Les vers à citer à l’appui de ces lignes seraient légions, et celles-ci trahissent la qualité de l’esquisse, des effets de manche et traits d’esprit dont l’auteur fait preuve dans sa versification. Mais, notre magazine restant essentiellement consacré à la musique, notons que ce qui exaspère le plus notre auteur est bien la musique populaire italienne, (déjà) à l’époque assez inaudible :

Quels jolis racleurs de Guitare
Entends-je passer là-dehors ?
Sans mentir, voilà des accords
A mener la Musique en terre :
Aux lamentables hurlements,
Aux syncopes, aux roulements
Dont leur gorge est si bien munie
Sauf l’honneur de G ré sol ut
Il me figure l’harmonie
D’un concert de matous en rut.

De la part d’un homme également connu pour avoir été un habile joueur de luth, la sentence sur cette sérénade discordante est sans appel.

La Rome Ridicule est publiée en 1643, année qui vit mourir Louis XIII et Monteverdi et naître Marc-Antoine Charpentier, et devra en fait sa renommée à une interdiction assez rapide, la liberté de blâmer toute relative sous la régence d’Anne d’Autriche s’accommodant mal de cet éloge peu flatteur. Pourtant, ce long poème est bien à redécouvrir comme un chef d’œuvre de la littérature baroque. Tout d’abord parce que l’irrévérence, le refus de l’imitation des anciens sont des traits constitutifs de la littérature baroque, mais aussi parce que son écriture est toute musicale. En effet, si Saint-Amant s’appuie sur une grande maîtrise des règles de la versification, c’est pour mieux en détourner le classicisme, s’autorisant de constants écarts de vocabulaire, embrassant la rime pour mieux maîtriser son rythme, brisant au besoin la cadence mais toujours soucieux d’une scansion qui doit rester alerte, brillant par sa capacité à faire émerger le dérisoire d’une simple observation, maintenant le lecteur dans un perpétuel désir du développement, et cela même si certaines références peuvent apparaître hermétiques au lecteur moderne dépourvu des codes du XVIIème siècle.

Il nous faut bien admettre que si Saint-Amant fut loué de son vivant, il tomba rapidement en désuétude dès les premières années du XVIIIème siècle, comme nombre de ses contemporains adeptes de ce style d’écriture. Les temps étaient au triomphe des classiques et il faudra attendre le milieu du XIXème siècle pour que Saint-Amant soit l’objet de quelques éloges. C’est Théophile Gautier, l’auteur du Capitaine Fracasse et de Mademoiselle de Maupin, qui consacre en 1843 un ouvrage sous le titre Les Grotesques, à dix auteurs représentatifs de la veine baroque de la littérature française du XVIIème siècle, souvent moins connus par leurs écrits que par les harangues de Boileau à leur encontre, ce dernier passant une partie de son existence à s’ériger en chantre du bon goût et dénigrant vertement les écrivains un peu trop hardis.

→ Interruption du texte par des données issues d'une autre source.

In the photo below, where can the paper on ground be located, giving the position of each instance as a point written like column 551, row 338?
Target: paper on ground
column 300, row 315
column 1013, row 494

Saint-Amant tient une bonne place chez Gautier, qualifié de « Très grand et très original poète, un des meilleurs dont la France puisse s’honorer ». Hommage appuyé mais bien éphémère, les œuvres de Saint-Amant ne faisant pas l’objet d’une édition acceptable et accessible au grand public, le plus souvent reléguées à des publications partielles et parfois tronquées dans des anthologies ou des travaux universitaires à tirages confidentiels.

Chantre de l’esthétique baroque dans la littérature française, inspirateurs de nombreux émules auxquels nous rendrons hommage dans une prochaine chronique, Saint-Amant mérite une large redécouverte. Le lecteur malicieux prendra ainsi un grand plaisir à parcourir la ville éternelle en lisant La Rome Ridicule, tout en ayant en tête que la satyre, fut-elle parfois un peu facile, un peu gratuite, écrite pour le simple plaisir du bon mot et de l’irrévérence, est une composante si ancienne et si essentielle de l’esprit français, quitte à déconcerter la vanité humaine.